Saturday, March 1, 2014

Art. 2(4) and the Ukraine situation

I've been following, though not intensely, the developments re Russia/Crimea; this report has what seems to be the latest. For reasons of time (and lack of expertise on the region), I'll limit myself to one point. The news reports have been referring to the Budapest Memorandum of 1994, under which Ukraine gave up its Soviet-era nukes and Russia pledged to respect Ukraine's territorial integrity. That's fine and all, but Russia is already required to do that under Art. 2(4) of the UN Charter. So the Budapest Memorandum seems to me, though I'm not an international lawyer, redundant on that point.

Also, one commenter at the WaPo said something like "why is the U.S. concerned about international law, given drones, Guantanamo, etc etc.?" That the G.W. Bush admin violated international law, and that the Obama admin may also be doing so in certain respects, is no reason to refrain from expressing concern/alarm when a country of some consequence appears to be violating one of the most basic norms of international society and one of the most basic provisions of the UN Charter. I'm aware there are all sorts of complications here, but the essential points, in terms of international law, seem reasonably clear. That's not to say anything about the policy questions, which I'm not going to do, not in this post at any rate.


hank_F_M said...


I think that Putin has been building a case that the change of government in Ukraine was illegal and they are responding to a request from the legitimate government.

Thinner than President Bushes Iraq justifications but if your are a veto carrying member of the Security Council it is enough.

The BBC an article about Ukrainian Ministry of Interior Troops guarding the border in Crimea to turn back "fascists" who want to support the central government. If true it could be setting up a basis for responding to a request from local government against the "illegal" regime.

Not good any way you cut it.

LFC said...

Well, as I understand it (from the piece I linked and others), Russian troops from the Black Sea Fleet (stationed in Crimea) are already guarding buildings and airports there, and the Russian Parliament has already given Putin its ok to do more should he want. So I'm not sure he even needs to bother w going through the motions of a request from the Crimean govt, though he may.

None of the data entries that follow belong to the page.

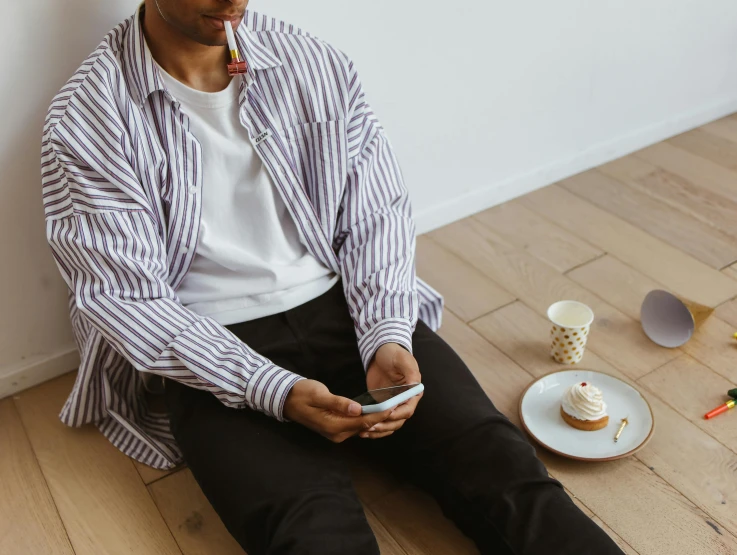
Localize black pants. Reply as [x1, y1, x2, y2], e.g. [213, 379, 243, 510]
[166, 283, 622, 555]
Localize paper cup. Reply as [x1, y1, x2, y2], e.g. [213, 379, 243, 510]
[548, 301, 594, 364]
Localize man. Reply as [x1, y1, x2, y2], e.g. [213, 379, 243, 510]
[42, 0, 621, 555]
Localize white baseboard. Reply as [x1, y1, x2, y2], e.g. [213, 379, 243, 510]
[415, 99, 737, 234]
[0, 345, 79, 399]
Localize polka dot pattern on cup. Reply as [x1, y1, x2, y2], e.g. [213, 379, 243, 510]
[550, 326, 589, 364]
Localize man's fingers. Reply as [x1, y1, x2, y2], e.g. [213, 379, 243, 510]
[315, 393, 361, 416]
[387, 395, 422, 420]
[361, 431, 394, 439]
[368, 420, 407, 433]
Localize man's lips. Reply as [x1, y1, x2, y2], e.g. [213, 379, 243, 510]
[203, 14, 243, 30]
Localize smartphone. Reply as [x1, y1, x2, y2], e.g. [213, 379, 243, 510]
[353, 383, 425, 414]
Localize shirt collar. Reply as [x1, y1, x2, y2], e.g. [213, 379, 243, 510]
[123, 4, 282, 106]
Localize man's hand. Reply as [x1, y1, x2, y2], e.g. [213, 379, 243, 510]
[284, 380, 391, 443]
[361, 343, 422, 439]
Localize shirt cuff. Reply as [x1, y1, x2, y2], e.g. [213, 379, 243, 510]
[246, 363, 305, 422]
[358, 318, 415, 370]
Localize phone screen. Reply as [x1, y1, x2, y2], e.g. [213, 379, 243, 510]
[353, 383, 417, 407]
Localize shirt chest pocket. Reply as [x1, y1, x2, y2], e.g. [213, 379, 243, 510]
[284, 120, 348, 231]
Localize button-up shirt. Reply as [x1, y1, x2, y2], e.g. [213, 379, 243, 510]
[42, 8, 442, 468]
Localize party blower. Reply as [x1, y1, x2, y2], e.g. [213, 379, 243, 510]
[640, 289, 714, 349]
[223, 21, 248, 75]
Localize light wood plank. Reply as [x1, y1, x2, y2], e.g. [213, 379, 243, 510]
[561, 170, 737, 270]
[701, 117, 737, 143]
[629, 169, 737, 243]
[371, 487, 478, 555]
[635, 142, 737, 205]
[723, 263, 737, 280]
[148, 468, 245, 555]
[716, 299, 737, 332]
[597, 155, 737, 247]
[640, 356, 737, 458]
[541, 451, 737, 555]
[417, 236, 515, 322]
[565, 482, 638, 555]
[0, 399, 74, 555]
[132, 461, 178, 485]
[681, 316, 737, 387]
[568, 255, 664, 321]
[522, 185, 737, 306]
[431, 221, 676, 378]
[474, 303, 737, 545]
[16, 374, 181, 555]
[569, 256, 737, 384]
[591, 515, 639, 555]
[596, 154, 658, 181]
[474, 201, 604, 272]
[471, 301, 600, 380]
[668, 128, 737, 170]
[365, 509, 407, 555]
[438, 311, 532, 425]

Sure, they are trying to build a case that the change in govt in Ukraine was illegal but it seems to boil down at least partly to 'interference by the EU and US in Ukraine's internal affairs' by allegedly funding or inciting the protests. As you say, a thin case.

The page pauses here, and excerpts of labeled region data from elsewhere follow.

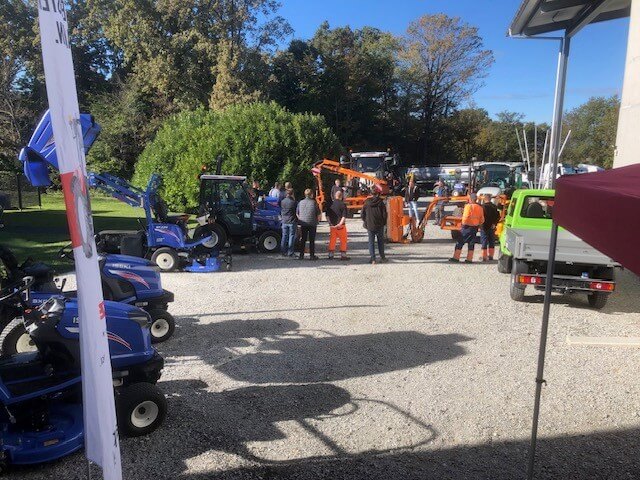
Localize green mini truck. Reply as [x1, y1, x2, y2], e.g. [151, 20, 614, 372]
[498, 189, 619, 309]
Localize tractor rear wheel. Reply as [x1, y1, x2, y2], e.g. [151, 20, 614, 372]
[193, 223, 227, 251]
[258, 230, 282, 253]
[116, 383, 167, 437]
[151, 247, 180, 272]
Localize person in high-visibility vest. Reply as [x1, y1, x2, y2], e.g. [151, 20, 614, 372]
[449, 193, 484, 263]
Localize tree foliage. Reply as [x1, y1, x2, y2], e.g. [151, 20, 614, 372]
[134, 102, 341, 209]
[562, 96, 620, 168]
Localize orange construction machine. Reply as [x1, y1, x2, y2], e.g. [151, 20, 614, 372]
[311, 158, 389, 210]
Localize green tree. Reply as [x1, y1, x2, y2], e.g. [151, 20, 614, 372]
[134, 102, 341, 209]
[399, 14, 493, 161]
[209, 40, 260, 110]
[270, 22, 397, 148]
[562, 96, 620, 168]
[447, 107, 491, 161]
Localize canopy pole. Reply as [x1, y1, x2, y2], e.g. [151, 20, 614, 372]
[527, 36, 570, 480]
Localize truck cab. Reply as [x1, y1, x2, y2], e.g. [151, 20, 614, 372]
[498, 189, 618, 309]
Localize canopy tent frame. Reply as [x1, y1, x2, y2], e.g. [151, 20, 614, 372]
[508, 0, 638, 480]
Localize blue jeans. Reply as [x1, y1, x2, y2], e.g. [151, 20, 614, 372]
[280, 223, 296, 256]
[480, 228, 496, 250]
[367, 227, 384, 260]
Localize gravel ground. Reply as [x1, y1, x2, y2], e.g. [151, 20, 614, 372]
[6, 201, 640, 480]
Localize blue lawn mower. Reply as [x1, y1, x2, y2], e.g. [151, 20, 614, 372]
[89, 173, 232, 272]
[0, 277, 167, 469]
[19, 111, 231, 272]
[0, 245, 175, 353]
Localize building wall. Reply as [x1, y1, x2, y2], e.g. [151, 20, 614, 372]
[613, 0, 640, 167]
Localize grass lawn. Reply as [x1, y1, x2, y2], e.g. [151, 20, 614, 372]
[0, 193, 144, 271]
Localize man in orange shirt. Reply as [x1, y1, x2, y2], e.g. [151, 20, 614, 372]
[449, 193, 484, 263]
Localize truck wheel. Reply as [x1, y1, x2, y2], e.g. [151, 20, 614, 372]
[151, 247, 179, 272]
[498, 253, 513, 273]
[509, 260, 529, 302]
[149, 308, 176, 343]
[587, 292, 609, 310]
[193, 223, 227, 251]
[258, 230, 282, 253]
[116, 382, 167, 437]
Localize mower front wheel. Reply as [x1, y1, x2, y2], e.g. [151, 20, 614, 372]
[1, 319, 38, 355]
[193, 223, 227, 251]
[258, 230, 282, 253]
[149, 308, 176, 343]
[116, 382, 167, 437]
[151, 247, 180, 272]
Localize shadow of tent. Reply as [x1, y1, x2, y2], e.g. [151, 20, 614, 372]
[217, 331, 470, 384]
[180, 429, 640, 480]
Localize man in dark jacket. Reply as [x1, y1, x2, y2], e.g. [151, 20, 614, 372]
[362, 185, 387, 265]
[403, 177, 420, 238]
[480, 195, 500, 262]
[280, 188, 296, 257]
[296, 188, 320, 260]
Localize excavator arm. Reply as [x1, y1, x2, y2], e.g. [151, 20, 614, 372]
[311, 158, 389, 210]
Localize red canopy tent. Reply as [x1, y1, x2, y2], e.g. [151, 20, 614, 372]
[553, 165, 640, 275]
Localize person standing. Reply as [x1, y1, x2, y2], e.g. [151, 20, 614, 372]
[296, 188, 320, 260]
[402, 177, 420, 238]
[269, 182, 280, 198]
[480, 195, 500, 262]
[449, 193, 484, 263]
[331, 178, 342, 201]
[280, 188, 296, 257]
[433, 180, 449, 225]
[327, 190, 349, 260]
[361, 185, 387, 265]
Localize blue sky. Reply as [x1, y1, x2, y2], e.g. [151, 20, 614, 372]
[279, 0, 628, 123]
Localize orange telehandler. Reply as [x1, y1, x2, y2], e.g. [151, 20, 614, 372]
[311, 158, 389, 210]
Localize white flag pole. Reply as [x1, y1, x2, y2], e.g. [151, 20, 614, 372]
[38, 0, 122, 480]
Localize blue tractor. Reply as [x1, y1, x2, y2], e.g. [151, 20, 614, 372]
[19, 111, 231, 272]
[0, 277, 167, 472]
[200, 174, 282, 253]
[89, 173, 231, 272]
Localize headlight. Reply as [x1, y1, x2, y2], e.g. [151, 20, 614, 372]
[129, 311, 151, 327]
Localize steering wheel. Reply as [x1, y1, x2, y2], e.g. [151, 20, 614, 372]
[0, 277, 36, 305]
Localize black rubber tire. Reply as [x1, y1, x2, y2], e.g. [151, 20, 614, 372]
[0, 321, 37, 356]
[116, 382, 167, 437]
[149, 308, 176, 343]
[193, 223, 227, 252]
[509, 260, 529, 302]
[587, 292, 609, 310]
[258, 230, 282, 253]
[498, 253, 513, 273]
[151, 247, 180, 272]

That said, I wd not want to paint this as a pure good-guys-vs-bad-guys situation as things are almost always more complicated than that, and certainly are here. And I don't see much pt in demonizing Putin, as Brooks did or came close to doing on the NewsHr the other night, when he called Putin a narcissist with "an itch to destabilize the world." This is in Russia's 'near abroad', after all, which does not justify what it has done so far but does suggest to me that Brooks' language may be a tad overdone. I hold no brief whatsoever for Putin, whose authoritarian impulses are obvious, but I'm not sure that name-calling a la Brooks helps. Or calls a la Krauthammer (apparently, I didn't read the column) for some unspecified show of force. A WaPo editorial (that I didn't link) called for stiff diplomatic/ec. sanctions, but it's not clear any are available that wd have much of an impact.

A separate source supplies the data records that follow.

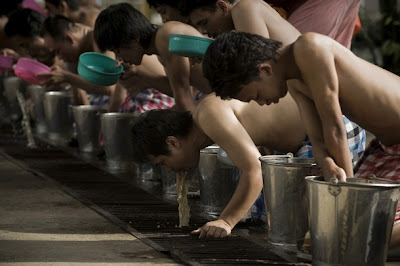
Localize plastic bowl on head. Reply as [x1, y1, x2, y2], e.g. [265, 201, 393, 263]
[168, 34, 213, 57]
[78, 52, 124, 86]
[14, 57, 51, 84]
[0, 55, 14, 69]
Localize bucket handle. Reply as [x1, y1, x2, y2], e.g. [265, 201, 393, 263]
[328, 178, 342, 197]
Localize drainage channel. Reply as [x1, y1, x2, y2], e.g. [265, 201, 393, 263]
[0, 132, 309, 265]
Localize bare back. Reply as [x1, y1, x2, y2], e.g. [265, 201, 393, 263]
[193, 93, 306, 153]
[232, 0, 300, 46]
[295, 33, 400, 145]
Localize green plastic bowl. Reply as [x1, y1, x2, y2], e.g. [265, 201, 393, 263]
[168, 34, 213, 56]
[78, 52, 124, 86]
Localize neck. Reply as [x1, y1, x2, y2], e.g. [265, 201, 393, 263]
[189, 123, 214, 151]
[145, 29, 159, 55]
[277, 44, 301, 80]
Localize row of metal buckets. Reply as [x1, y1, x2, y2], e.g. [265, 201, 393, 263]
[30, 87, 400, 265]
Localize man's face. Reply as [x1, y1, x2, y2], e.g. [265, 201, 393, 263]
[234, 75, 287, 105]
[148, 138, 200, 172]
[156, 5, 189, 23]
[12, 35, 55, 66]
[112, 41, 145, 66]
[44, 35, 80, 63]
[190, 7, 234, 38]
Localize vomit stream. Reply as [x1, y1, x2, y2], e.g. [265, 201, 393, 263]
[176, 171, 190, 227]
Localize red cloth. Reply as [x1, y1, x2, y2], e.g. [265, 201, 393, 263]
[354, 138, 400, 223]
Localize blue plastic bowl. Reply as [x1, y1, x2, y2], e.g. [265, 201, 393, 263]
[78, 52, 124, 86]
[168, 34, 213, 56]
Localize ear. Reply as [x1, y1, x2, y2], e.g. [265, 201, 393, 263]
[65, 32, 75, 44]
[258, 62, 272, 76]
[215, 0, 229, 13]
[165, 136, 181, 150]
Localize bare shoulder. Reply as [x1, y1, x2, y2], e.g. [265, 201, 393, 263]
[293, 32, 335, 65]
[193, 93, 229, 124]
[232, 0, 264, 15]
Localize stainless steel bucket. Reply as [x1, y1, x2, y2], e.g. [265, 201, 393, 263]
[306, 176, 400, 266]
[198, 147, 240, 216]
[72, 105, 106, 152]
[27, 84, 47, 134]
[260, 155, 320, 246]
[159, 167, 200, 195]
[101, 113, 138, 170]
[44, 91, 73, 140]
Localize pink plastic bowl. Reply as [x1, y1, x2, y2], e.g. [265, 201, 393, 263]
[14, 57, 51, 84]
[0, 55, 14, 69]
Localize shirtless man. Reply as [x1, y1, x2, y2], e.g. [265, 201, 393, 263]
[133, 93, 366, 238]
[94, 3, 210, 110]
[203, 32, 400, 246]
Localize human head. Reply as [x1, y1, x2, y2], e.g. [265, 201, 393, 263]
[147, 0, 189, 23]
[180, 0, 235, 38]
[4, 8, 54, 65]
[94, 3, 156, 65]
[203, 31, 287, 104]
[43, 15, 81, 63]
[132, 109, 200, 171]
[0, 0, 22, 17]
[45, 0, 80, 16]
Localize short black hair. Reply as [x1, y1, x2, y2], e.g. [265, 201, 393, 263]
[94, 3, 156, 51]
[132, 109, 193, 162]
[147, 0, 182, 8]
[45, 0, 81, 11]
[42, 15, 76, 41]
[4, 8, 46, 38]
[0, 0, 23, 17]
[203, 31, 282, 99]
[179, 0, 236, 16]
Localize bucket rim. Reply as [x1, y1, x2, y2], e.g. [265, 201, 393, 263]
[305, 176, 400, 188]
[72, 105, 107, 112]
[101, 112, 139, 119]
[258, 154, 318, 167]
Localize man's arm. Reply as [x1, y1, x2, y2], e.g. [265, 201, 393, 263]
[194, 96, 263, 237]
[292, 34, 353, 178]
[288, 80, 346, 181]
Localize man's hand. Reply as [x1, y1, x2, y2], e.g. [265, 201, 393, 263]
[192, 219, 232, 238]
[37, 66, 68, 88]
[322, 164, 346, 182]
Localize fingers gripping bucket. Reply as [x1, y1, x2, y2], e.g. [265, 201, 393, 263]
[101, 113, 138, 170]
[72, 105, 106, 152]
[260, 155, 320, 246]
[306, 176, 400, 266]
[44, 91, 73, 140]
[198, 147, 240, 216]
[27, 84, 47, 134]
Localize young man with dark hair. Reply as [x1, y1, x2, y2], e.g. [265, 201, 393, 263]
[94, 3, 210, 110]
[203, 32, 400, 246]
[132, 93, 361, 237]
[180, 0, 360, 48]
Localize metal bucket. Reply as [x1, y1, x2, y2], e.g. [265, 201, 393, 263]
[306, 176, 400, 266]
[101, 113, 138, 170]
[72, 105, 106, 152]
[44, 91, 73, 140]
[260, 155, 320, 246]
[198, 147, 240, 216]
[27, 84, 47, 134]
[159, 167, 200, 195]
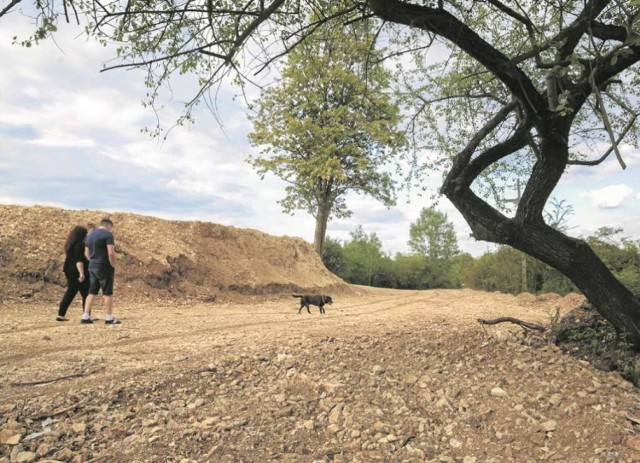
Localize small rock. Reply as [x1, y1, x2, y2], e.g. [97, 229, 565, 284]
[624, 436, 640, 451]
[540, 420, 558, 432]
[12, 452, 36, 463]
[449, 439, 462, 449]
[0, 429, 22, 445]
[71, 423, 87, 434]
[491, 387, 509, 397]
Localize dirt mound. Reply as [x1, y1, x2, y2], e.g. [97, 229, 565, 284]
[0, 205, 347, 300]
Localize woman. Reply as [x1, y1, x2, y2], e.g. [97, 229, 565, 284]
[56, 225, 89, 322]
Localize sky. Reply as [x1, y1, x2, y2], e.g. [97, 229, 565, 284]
[0, 12, 640, 256]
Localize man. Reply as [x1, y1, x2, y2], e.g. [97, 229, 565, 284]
[80, 218, 120, 325]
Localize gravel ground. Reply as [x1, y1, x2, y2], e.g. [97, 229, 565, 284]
[0, 287, 640, 463]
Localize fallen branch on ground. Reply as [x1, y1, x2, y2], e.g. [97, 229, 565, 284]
[11, 367, 104, 386]
[478, 317, 547, 333]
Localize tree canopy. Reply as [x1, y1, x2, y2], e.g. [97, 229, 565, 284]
[249, 2, 405, 254]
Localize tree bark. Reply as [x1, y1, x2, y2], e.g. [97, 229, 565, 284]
[313, 203, 331, 257]
[443, 183, 640, 350]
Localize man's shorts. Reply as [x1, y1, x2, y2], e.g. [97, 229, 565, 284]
[89, 267, 115, 296]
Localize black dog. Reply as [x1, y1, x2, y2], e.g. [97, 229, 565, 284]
[292, 294, 333, 313]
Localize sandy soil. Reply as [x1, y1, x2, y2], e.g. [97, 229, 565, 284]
[0, 287, 640, 463]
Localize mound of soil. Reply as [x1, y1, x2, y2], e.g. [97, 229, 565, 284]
[0, 205, 347, 300]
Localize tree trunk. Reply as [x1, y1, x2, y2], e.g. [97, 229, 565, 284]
[443, 182, 640, 350]
[313, 204, 331, 257]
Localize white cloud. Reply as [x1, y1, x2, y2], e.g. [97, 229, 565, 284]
[584, 184, 633, 209]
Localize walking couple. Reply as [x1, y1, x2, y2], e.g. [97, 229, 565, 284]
[56, 218, 120, 325]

There are analogies being drawn to the run-up to the Russia-Georgia conflict of late '08. Anyway, I obvs. don't know how this will turn out, but it may be that Crimea will become something along the lines of say S.Ossetia -- or maybe just end up w more autonomy within Ukraine. The presence of the Crimean Tatars just makes the sit. more volatile.

(None of the above is remotely original analysis, of course, but better to put these unoriginal thoughts in comments than in the post itself.)